Where those tech dollars are going reflects urgency around the new economic reality. While insurers have previously prioritized investments in sustainability and talent as a means of driving greater competitive advantage, there’s been a recent shift towards doubling down on supply chain investments (primarily distribution and claims). It’s easy to understand the emphasis on the supply chain, but insurers should be careful to integrate and synchronize their investments across all these categories.
Boosting performance by enhancing distribution
For insurers, the priority is to boost performance by strengthening their distribution networks and channels, including both captive and independent agencies. They are also paying increased attention to the role of digital brokers, online marketplaces and experiences.
The focus on supply chain investments largely reflects insurers’ broader strategies. And they build on the large-scale transformation investments made by many insurers during the last few years. Heading into 2023, the priorities were to retain existing customers, compete for new ones digitally (e.g., by enhancing the customer experience) and price risks both efficiently and accurately, all the while running lean operations. All of these objectives correlate to the tech investment priorities in the Capgemini research.
Claims servicing is another important aspect of the supply chain. The focus here is on increasing efficiency. That is something of an evergreen objective for claims operations and other back-office functions. But maximizing efficiency in claims – through straight-through processing and intelligent automation for routing and fraud detection – is critical in a tight economic environment.
Why sustainability and talent still matter
Looking at sustainability investments, a notable number of insurers have shown some level of commitment still to their sustainability investments, maintaining them at current levels or reducing them partially – with this level of caution being understandable given the current market.
But sustainability is an issue with multiple and multi-dimensional impacts and, thus, requires sustained investment over time. Leaders in finance and risk teams will think first of the increasing reporting requirements and the need to automate data gathering processes. But leaders in underwriting, product development and other parts of the business are more likely to be focused on the huge and complex risks presented by climate change. Then there’s the massive gap in protection, which signals a significant growth opportunity for insurers that can figure out how to measure and price the risks.

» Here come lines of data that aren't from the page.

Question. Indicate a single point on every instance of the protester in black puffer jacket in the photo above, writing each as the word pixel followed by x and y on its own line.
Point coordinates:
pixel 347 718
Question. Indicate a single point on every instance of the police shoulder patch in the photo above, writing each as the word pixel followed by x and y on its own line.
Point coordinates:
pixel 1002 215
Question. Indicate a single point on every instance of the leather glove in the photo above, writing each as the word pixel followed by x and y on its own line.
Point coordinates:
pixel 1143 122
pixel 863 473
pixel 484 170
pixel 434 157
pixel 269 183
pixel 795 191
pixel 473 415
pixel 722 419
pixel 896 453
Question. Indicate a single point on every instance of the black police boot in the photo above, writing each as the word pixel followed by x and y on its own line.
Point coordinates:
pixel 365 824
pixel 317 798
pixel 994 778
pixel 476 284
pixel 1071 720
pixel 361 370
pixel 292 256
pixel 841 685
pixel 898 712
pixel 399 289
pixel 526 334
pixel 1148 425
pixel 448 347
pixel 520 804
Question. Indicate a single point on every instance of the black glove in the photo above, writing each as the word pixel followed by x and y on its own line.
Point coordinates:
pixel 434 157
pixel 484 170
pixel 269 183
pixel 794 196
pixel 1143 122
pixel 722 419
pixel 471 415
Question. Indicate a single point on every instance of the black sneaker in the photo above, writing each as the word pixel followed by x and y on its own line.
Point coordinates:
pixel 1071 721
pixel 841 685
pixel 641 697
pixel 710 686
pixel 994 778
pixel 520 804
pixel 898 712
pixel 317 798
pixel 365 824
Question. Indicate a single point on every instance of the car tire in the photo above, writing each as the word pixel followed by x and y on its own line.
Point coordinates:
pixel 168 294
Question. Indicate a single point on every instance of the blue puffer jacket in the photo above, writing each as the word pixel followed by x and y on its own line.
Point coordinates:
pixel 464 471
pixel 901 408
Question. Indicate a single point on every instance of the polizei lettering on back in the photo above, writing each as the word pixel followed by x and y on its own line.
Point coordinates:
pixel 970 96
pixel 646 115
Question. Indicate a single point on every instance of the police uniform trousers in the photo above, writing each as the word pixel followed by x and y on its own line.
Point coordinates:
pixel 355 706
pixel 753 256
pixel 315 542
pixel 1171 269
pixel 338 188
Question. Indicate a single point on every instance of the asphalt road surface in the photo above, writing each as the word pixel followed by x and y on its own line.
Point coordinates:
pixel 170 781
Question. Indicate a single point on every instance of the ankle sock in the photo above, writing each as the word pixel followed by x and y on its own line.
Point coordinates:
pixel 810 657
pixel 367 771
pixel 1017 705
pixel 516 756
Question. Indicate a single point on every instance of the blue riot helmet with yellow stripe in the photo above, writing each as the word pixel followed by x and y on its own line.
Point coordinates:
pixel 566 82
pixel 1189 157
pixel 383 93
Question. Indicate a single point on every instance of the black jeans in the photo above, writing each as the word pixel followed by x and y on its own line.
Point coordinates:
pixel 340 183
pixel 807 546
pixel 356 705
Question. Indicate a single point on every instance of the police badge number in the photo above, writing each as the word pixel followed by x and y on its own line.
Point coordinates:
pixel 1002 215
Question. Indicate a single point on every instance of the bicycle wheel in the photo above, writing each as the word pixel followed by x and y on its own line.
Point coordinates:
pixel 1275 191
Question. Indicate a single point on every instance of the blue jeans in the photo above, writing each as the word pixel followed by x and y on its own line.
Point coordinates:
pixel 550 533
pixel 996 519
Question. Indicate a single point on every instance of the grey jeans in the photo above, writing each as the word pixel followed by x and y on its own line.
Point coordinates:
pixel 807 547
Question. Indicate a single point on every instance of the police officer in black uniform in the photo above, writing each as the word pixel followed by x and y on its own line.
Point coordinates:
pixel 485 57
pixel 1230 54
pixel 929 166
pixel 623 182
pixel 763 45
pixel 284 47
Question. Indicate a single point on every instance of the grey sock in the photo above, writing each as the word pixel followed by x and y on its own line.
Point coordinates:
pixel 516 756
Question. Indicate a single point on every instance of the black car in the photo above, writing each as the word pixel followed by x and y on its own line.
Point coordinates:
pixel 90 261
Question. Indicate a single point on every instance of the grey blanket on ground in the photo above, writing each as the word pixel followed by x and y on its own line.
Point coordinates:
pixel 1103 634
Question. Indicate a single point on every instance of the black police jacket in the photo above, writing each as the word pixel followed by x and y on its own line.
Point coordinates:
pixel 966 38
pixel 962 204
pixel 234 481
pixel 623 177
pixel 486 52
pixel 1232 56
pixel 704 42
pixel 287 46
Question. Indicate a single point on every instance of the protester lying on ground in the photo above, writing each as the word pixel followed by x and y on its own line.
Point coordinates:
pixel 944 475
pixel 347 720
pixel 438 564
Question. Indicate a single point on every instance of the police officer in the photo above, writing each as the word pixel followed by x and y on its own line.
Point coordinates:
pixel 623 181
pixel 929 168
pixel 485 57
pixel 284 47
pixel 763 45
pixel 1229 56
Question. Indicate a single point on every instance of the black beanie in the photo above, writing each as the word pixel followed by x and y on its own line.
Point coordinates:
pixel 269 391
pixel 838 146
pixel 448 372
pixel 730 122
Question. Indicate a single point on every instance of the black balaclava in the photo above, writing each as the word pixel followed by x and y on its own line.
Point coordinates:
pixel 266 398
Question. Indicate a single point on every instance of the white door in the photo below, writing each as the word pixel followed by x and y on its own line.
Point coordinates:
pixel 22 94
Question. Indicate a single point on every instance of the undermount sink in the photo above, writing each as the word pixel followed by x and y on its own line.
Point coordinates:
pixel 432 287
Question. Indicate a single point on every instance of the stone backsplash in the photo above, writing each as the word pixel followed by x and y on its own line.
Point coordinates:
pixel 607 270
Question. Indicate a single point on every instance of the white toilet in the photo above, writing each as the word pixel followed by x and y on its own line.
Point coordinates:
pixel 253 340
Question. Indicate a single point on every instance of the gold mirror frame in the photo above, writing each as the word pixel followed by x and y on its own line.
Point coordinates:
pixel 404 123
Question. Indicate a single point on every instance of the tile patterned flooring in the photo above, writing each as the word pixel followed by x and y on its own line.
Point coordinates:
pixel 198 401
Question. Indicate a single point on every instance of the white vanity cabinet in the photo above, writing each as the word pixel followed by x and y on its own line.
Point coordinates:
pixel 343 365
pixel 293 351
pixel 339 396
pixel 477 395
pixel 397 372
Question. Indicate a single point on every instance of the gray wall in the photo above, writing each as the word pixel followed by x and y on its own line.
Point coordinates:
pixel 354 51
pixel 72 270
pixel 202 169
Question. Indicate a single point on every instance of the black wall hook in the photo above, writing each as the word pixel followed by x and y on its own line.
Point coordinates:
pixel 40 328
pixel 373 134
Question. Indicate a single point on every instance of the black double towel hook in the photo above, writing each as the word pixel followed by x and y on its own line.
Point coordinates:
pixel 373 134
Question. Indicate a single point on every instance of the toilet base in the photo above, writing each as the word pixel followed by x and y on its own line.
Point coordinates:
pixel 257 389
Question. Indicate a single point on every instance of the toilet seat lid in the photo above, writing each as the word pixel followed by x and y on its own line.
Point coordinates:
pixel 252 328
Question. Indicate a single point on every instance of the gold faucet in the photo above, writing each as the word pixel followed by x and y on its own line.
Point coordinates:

To be clear: climate change is a core business issue. Firms that fail to invest in the necessary technology and capabilities to understand and model the impacts of climate change could face a deeper business crisis on top of eroding combined ratios.
Data and analytics and advanced cloud computing are core components of the long-term solution. That’s true because they will provide insurers with ready access to both internal and external sources for risk data and profiling tools, including on-demand analytics and highly sophisticated simulation and scenario modeling engines. These capabilities will be essential to adjust appetites, tune underwriting rules and price the climate risks adequately in a highly dynamic landscape. And they will help insurers innovate in other areas of the business involving complex risks, including those associated with cybersecurity, the shift to autonomous vehicles, personalized coverages and holistic risk prevention solutions in both commercial and personal lines.

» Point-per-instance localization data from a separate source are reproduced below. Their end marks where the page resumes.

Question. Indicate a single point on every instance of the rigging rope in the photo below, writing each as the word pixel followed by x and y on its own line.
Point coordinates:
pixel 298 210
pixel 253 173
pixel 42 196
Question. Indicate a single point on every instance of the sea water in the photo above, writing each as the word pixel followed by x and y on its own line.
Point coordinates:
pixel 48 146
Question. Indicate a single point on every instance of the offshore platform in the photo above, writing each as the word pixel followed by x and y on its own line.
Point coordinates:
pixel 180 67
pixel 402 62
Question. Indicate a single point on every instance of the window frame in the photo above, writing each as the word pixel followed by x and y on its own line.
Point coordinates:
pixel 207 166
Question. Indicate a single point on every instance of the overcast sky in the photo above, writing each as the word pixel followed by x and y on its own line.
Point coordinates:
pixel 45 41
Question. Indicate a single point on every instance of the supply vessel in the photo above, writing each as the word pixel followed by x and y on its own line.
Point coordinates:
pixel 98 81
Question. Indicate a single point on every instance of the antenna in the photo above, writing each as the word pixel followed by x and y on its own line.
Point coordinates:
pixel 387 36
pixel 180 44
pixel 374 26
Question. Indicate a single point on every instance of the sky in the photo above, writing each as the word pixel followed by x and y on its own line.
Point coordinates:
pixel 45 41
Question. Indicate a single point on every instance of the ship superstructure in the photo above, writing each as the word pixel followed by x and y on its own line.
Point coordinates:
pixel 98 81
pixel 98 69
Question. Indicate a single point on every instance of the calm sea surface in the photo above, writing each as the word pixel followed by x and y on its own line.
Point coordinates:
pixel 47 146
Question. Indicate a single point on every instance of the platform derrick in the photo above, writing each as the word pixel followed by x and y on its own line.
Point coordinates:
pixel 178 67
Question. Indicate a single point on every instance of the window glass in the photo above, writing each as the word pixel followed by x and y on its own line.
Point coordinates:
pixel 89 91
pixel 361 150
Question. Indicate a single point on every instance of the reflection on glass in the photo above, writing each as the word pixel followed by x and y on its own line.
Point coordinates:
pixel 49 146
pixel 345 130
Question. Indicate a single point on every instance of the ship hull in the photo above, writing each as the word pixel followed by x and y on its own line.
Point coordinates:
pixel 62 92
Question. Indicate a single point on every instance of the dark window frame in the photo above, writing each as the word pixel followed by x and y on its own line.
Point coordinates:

Talent is also a key to long-term success. Speaking with several insurers, a majority have noted they are planning to maintain investment levels in talent and skills in the next 12–18 months. Here again, the priorities reflect today’s realities; for instance, investing in hybrid working options for employees has emerged as a main focus for many in the industry.
In contrast, few firms are planning to increase investment in reskilling and upskilling programs. Even fewer, are planning to spend more to enhance the employee experience. Again, it’s understandable given current economic pressures. But given the tight talent market and need for new skills in data science, experience design and other areas, these cost reductions carry some risk.
However insurers balance their tech investments for 2023, alignment and integration hold the key to generating the strongest returns. For example, support staff should be trained to ensure agents know how to get the most out of new portals and other sales tech. Similarly, new systems to streamline underwriting processes and incorporate more data sources to assess climate risk will yield the maximum benefit if underwriters are trained appropriately on all features.